I may here quote from Mr. Gulick's paper three propositions, serving to state three large and general bodies of observable fact, which severally and collectively go to verify, with an overwhelming mass of evidence, the conclusion previously reached on grounds of general reasoning.
The facts of geographical distribution seem to me to justify the following statements:—
(1) A species exposed to different conditions in the different parts of the area over which it is distributed, is not represented by divergent forms when free interbreeding exists between the inhabitants of the different districts. In other words, Diversity of Natural Selection without Separation does not produce divergent evolution.
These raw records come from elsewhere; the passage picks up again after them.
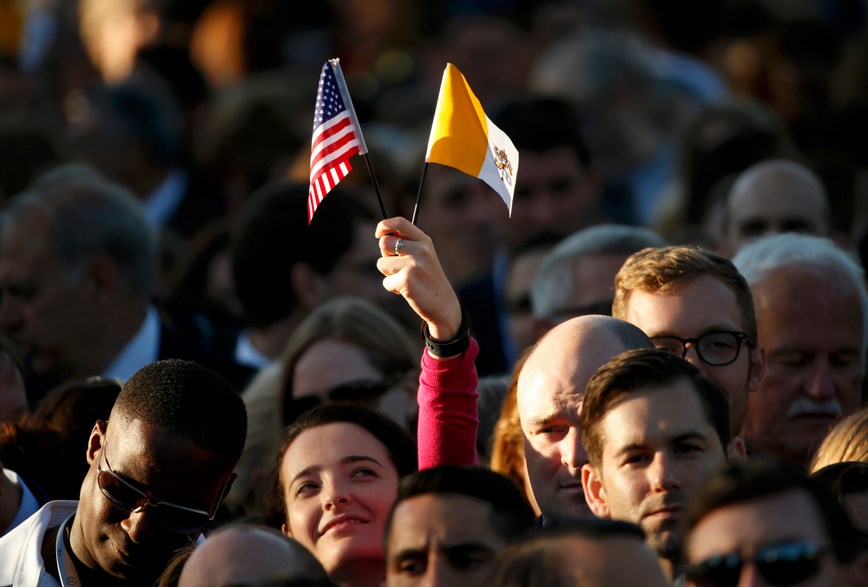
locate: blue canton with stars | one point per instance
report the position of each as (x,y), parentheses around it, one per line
(328,98)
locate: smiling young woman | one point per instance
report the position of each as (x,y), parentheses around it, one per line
(333,484)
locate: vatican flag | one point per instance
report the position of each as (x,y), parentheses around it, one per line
(463,137)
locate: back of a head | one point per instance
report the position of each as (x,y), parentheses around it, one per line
(758,478)
(511,516)
(247,554)
(90,216)
(552,287)
(765,256)
(189,401)
(274,236)
(847,440)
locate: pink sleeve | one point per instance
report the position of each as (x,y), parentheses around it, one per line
(448,419)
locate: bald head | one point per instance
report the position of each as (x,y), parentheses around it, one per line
(247,554)
(550,389)
(775,196)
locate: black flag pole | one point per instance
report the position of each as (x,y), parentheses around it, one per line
(419,195)
(363,150)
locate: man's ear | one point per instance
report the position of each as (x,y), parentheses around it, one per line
(736,450)
(595,493)
(96,442)
(757,367)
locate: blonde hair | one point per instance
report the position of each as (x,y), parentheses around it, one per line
(507,444)
(847,440)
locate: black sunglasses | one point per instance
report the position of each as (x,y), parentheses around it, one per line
(175,518)
(352,391)
(782,564)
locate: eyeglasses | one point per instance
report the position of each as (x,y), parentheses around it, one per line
(713,348)
(787,563)
(175,518)
(352,391)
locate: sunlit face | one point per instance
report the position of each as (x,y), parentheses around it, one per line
(657,446)
(442,539)
(129,545)
(745,527)
(553,192)
(699,306)
(329,363)
(51,315)
(339,483)
(811,328)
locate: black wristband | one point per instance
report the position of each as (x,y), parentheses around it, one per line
(455,345)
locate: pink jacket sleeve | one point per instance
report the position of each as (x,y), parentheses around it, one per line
(448,419)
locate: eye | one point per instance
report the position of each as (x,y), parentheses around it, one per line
(363,473)
(411,566)
(305,488)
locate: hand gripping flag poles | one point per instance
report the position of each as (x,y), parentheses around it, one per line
(463,137)
(337,136)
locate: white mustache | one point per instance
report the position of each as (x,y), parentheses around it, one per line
(807,405)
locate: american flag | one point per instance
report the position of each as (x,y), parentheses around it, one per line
(336,136)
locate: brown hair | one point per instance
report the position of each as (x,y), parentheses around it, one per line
(507,444)
(663,269)
(634,370)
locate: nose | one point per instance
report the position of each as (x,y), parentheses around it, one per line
(336,496)
(140,525)
(9,315)
(663,475)
(573,454)
(821,384)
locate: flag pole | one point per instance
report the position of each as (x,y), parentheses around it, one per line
(419,194)
(363,150)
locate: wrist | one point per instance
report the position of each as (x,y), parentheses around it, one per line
(452,347)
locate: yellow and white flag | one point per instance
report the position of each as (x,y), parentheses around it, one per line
(463,137)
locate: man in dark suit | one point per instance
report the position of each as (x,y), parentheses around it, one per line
(77,259)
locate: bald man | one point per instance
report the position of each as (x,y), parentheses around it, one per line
(772,197)
(243,553)
(550,390)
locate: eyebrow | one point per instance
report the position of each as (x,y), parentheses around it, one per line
(686,436)
(349,459)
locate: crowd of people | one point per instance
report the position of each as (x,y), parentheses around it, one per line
(649,371)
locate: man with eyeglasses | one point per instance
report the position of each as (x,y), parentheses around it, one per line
(765,523)
(695,304)
(159,469)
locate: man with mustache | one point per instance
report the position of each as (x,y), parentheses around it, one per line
(654,427)
(811,303)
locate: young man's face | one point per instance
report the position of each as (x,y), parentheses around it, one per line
(700,306)
(442,539)
(788,522)
(657,447)
(135,546)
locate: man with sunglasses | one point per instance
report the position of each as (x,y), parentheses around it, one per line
(695,304)
(159,469)
(765,523)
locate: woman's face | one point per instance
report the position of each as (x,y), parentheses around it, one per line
(329,363)
(339,483)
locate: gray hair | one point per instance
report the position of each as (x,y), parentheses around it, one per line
(757,260)
(552,287)
(89,216)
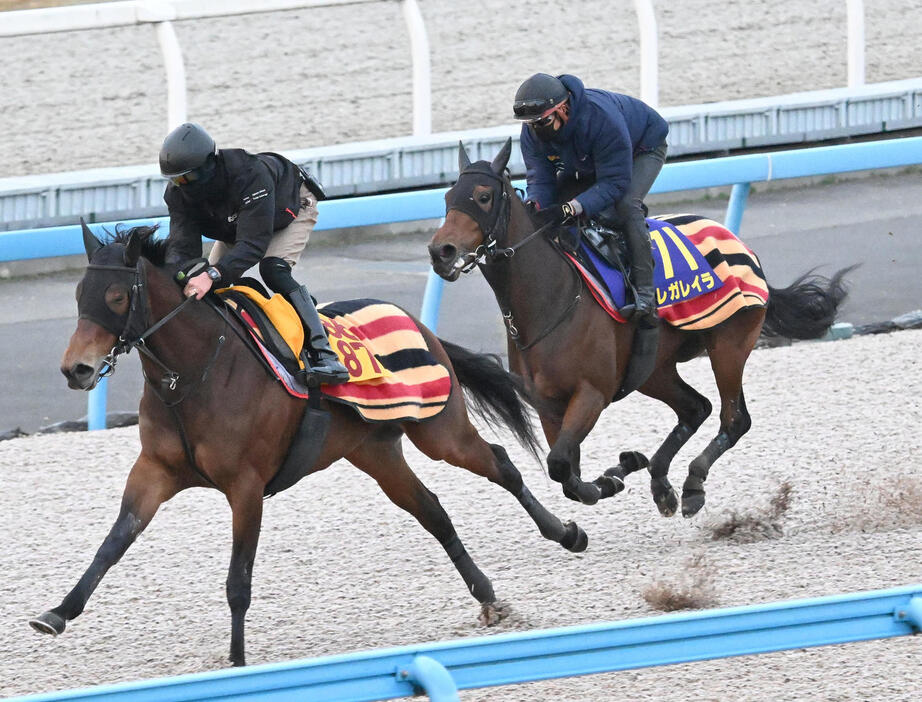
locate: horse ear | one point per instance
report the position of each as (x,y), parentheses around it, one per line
(132,249)
(90,242)
(463,159)
(502,158)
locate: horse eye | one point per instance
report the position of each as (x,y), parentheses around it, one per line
(117,299)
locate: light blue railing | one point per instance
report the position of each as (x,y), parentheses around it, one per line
(738,171)
(441,669)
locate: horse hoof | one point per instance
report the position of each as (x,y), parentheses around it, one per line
(665,498)
(609,485)
(49,623)
(492,613)
(575,540)
(692,502)
(632,461)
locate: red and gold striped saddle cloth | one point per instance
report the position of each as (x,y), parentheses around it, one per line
(703,273)
(393,375)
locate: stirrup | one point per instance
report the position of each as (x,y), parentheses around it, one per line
(317,372)
(312,377)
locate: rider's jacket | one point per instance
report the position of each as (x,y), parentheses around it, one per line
(250,197)
(604,132)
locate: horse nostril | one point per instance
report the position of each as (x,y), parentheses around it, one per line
(445,253)
(79,372)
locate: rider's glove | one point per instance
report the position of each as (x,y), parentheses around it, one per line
(190,269)
(557,213)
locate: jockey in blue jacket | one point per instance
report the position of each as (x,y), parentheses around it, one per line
(594,153)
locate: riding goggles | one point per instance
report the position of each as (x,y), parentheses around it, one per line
(186,178)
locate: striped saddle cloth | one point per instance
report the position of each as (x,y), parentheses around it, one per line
(703,273)
(393,375)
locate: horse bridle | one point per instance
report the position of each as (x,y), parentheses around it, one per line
(129,338)
(138,318)
(493,224)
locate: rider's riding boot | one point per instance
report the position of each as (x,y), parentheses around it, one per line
(638,244)
(324,365)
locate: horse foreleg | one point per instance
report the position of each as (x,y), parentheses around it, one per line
(383,460)
(148,486)
(246,502)
(565,437)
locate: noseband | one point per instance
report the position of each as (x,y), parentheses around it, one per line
(493,224)
(137,328)
(129,338)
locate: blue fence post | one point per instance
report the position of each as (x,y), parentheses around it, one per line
(738,196)
(96,406)
(432,301)
(432,677)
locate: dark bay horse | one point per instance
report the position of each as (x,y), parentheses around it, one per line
(573,355)
(211,416)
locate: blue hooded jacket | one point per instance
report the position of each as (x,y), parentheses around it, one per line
(604,132)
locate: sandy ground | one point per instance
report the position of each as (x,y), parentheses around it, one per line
(341,569)
(287,80)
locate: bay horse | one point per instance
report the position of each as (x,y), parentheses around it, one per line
(219,420)
(573,355)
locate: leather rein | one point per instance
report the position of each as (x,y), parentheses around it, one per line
(490,253)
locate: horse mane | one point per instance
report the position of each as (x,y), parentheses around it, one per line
(152,247)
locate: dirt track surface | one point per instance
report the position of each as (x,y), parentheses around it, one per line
(287,80)
(340,569)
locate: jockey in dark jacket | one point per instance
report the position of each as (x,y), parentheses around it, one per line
(260,208)
(594,153)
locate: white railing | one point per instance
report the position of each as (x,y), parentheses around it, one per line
(162,12)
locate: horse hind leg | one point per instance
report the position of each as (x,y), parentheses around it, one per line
(728,354)
(565,437)
(691,408)
(383,460)
(569,534)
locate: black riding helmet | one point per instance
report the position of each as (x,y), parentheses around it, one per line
(537,95)
(185,149)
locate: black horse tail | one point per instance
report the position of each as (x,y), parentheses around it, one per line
(495,394)
(807,307)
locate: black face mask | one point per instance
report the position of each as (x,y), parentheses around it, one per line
(207,185)
(545,133)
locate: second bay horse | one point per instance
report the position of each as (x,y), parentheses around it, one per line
(573,355)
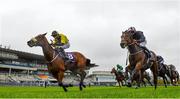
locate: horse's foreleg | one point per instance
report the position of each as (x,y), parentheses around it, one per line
(60,78)
(139,73)
(119,83)
(155,72)
(164,80)
(82,74)
(148,79)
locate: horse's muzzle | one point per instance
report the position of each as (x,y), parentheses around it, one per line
(122,45)
(29,43)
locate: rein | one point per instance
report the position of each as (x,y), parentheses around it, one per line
(136,52)
(54,57)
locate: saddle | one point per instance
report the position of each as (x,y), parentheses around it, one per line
(70,56)
(149,59)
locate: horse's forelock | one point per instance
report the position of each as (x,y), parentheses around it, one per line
(34,39)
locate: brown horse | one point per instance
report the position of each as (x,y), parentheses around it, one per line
(56,64)
(138,58)
(119,77)
(173,75)
(136,76)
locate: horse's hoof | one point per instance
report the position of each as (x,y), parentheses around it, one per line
(80,88)
(84,86)
(65,90)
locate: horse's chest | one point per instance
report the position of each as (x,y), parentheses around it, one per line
(52,69)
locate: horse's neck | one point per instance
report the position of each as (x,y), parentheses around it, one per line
(116,73)
(133,48)
(47,50)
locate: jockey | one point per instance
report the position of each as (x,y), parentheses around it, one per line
(119,69)
(60,43)
(160,60)
(140,39)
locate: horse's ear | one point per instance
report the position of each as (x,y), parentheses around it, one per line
(45,34)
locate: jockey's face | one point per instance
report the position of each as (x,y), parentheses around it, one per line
(125,39)
(36,41)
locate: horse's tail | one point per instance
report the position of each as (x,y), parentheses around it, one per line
(89,64)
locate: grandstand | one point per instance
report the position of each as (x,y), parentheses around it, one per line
(22,68)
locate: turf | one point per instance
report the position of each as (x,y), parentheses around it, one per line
(89,92)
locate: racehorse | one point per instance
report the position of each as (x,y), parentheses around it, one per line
(136,77)
(119,77)
(56,64)
(138,61)
(162,72)
(173,75)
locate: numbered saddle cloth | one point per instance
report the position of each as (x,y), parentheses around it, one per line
(70,56)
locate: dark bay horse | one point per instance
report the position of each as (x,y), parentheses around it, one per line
(136,76)
(173,75)
(162,72)
(138,58)
(119,77)
(56,64)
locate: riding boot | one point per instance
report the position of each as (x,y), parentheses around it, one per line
(147,50)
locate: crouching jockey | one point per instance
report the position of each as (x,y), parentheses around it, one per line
(139,37)
(60,43)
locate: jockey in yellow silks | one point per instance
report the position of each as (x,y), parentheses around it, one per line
(60,43)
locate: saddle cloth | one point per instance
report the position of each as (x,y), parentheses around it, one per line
(70,55)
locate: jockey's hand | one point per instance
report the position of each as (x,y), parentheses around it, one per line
(51,41)
(135,41)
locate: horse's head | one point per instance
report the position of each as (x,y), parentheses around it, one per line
(126,39)
(113,70)
(37,41)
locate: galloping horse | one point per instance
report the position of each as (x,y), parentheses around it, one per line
(173,75)
(136,76)
(56,64)
(162,72)
(138,58)
(119,77)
(2) We find many cases in which areas, corresponding in the character of the environment, but separated from each other by important barriers, are the homes of divergent forms of the same or allied species.
(3) In cases where the separation has been long continued, and the external conditions are the most diverse in points that involve diversity of adaptation, there we find the most decided divergences in the organic forms. That is, where Separation and Divergent Selection have long acted, the results are found to be the greatest.
The 1st and 3rd of these propositions will probably be disputed by few, if by any. The proof of the 2nd is found wherever a set of closely allied organisms is so distributed over a territory that each species and variety occupies its own narrow district, within which it is shut by barriers that restrain its distribution while each species of the environing types is distributed over the whole territory. The distribution of terrestrial molluscs on the Sandwich Islands presents a great body of facts of this kind.